Ach und wenn die TE keine Investition (hier Zeit) in die Schulbildung ihrer Tochter investiert, dann sollte sie drauf achten, das das Kind jetzt schon trainiert, wenig isst. lernt wie man sich pflegt und schminkt...damit das zur Routine wird.

Damit das Mädchen mal gut heiraten kann..
 
Tja in diesem Thread sieht man mal wieder, dass das System das erreicht hat was es will. Menschliche Maschinen für die Wirtschaft zu schaffen.

Interessanter Einwand!

Ich denke aber doch, dass man sich in einer Welt, in der es auch ums Überleben geht, auf die Wirtschaft einstellen sollte. Ich kann mich nicht (von der Wirtschaft) abkoppeln. Ich muss als Mensch einen möglichst humanen Weg in einer inhumanen Welt finden. Das kann ein schwieriger Spagat werden. Ein hoher Bildungsabschluss bringt mir dazu aber doch mehr Flexibilität, oder?

Jedenfalls würde ich versuchen, einem intelligenten wenn auch faulem Kind mit vernünftigem Druck einen höheren Bildungsabschluss nahezubringen. Die Frage lautet: wo beginnt der Druck zu hart zu werden? Wo ist die Grenze zwischen Glück und Leistung etc.? Wo setzt man die Prioritäten?

Nach meiner Lebenserfahrung ist es oft besser, wenn man seinen oft unangenehmen Pflichten die Priorität gibt im Vergleich zum Lebensgenuß. Lieber eine gute etwas stressige Arbeit ausführen als auf unterem Lohnniveau mit viel Freizeit. Ihr wißt, wie ich das meine.
 
Damit das Mädchen mal gut heiraten kann..

Das wäre auch eine Möglichkeit 😀 . Wäre ich weiblich hätte ich diesen Schritt wohl auch gemacht weil dieser einfacher geht als sich hochzubilden^^.

Elefant:

Das Problem ist wenn jeder einen Masterabschluss hat gibt es auch viele Arbeitslose wegen der großen Konkurrenz am Arbeitsmarkt. Ich glaube, dass es irgendwann knallen wird wenns so weiter geht.
 
Das eigentliche Problem ist, das das Abitur mittlerweile jedem nachgeschmissen wird...

In den 60ern haben wenige Prozente der Bevölkerung Abitur gemacht und studiert.
Und die hatten dann auch einen guten Job.

Heute kann es fast jeder machen. Es ist lange nichts mehr Wert.

Was damals das Abi war ist heute der Bachelor. Und darauf muss man auch aufsatteln..

Da halte ich es schon für schlimm wenn ein Kind welches eigentlich intelligent genug ist, das direkte Abitur verweigert wird.
 
Niemand wird hier das Abitur verweigert, denn das setzt voraus, dass die Tochter auf das Gymnasium möchte, man es aber nicht läßt.
Schulbildung ist sehr sehr wichtig, aber jetzt schon Druck auszuüben ist unnötig.
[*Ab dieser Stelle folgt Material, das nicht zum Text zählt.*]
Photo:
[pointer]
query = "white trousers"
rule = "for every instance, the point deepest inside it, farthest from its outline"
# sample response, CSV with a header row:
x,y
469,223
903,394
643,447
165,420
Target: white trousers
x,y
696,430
Wie gesagt, ich habe Eltern gehabt, die auf die Lehrer gehört haben. Ich habe druckfrei meinen Realschußabschluß gemacht und mein Abitur dann nachgemacht (direkt im Anschluß).
Ich gebe Dir aber Recht, dass ich es nun (mit ungefähr 40) bereuen würde, wäre es nicht so gelaufen wie es gelaufen ist.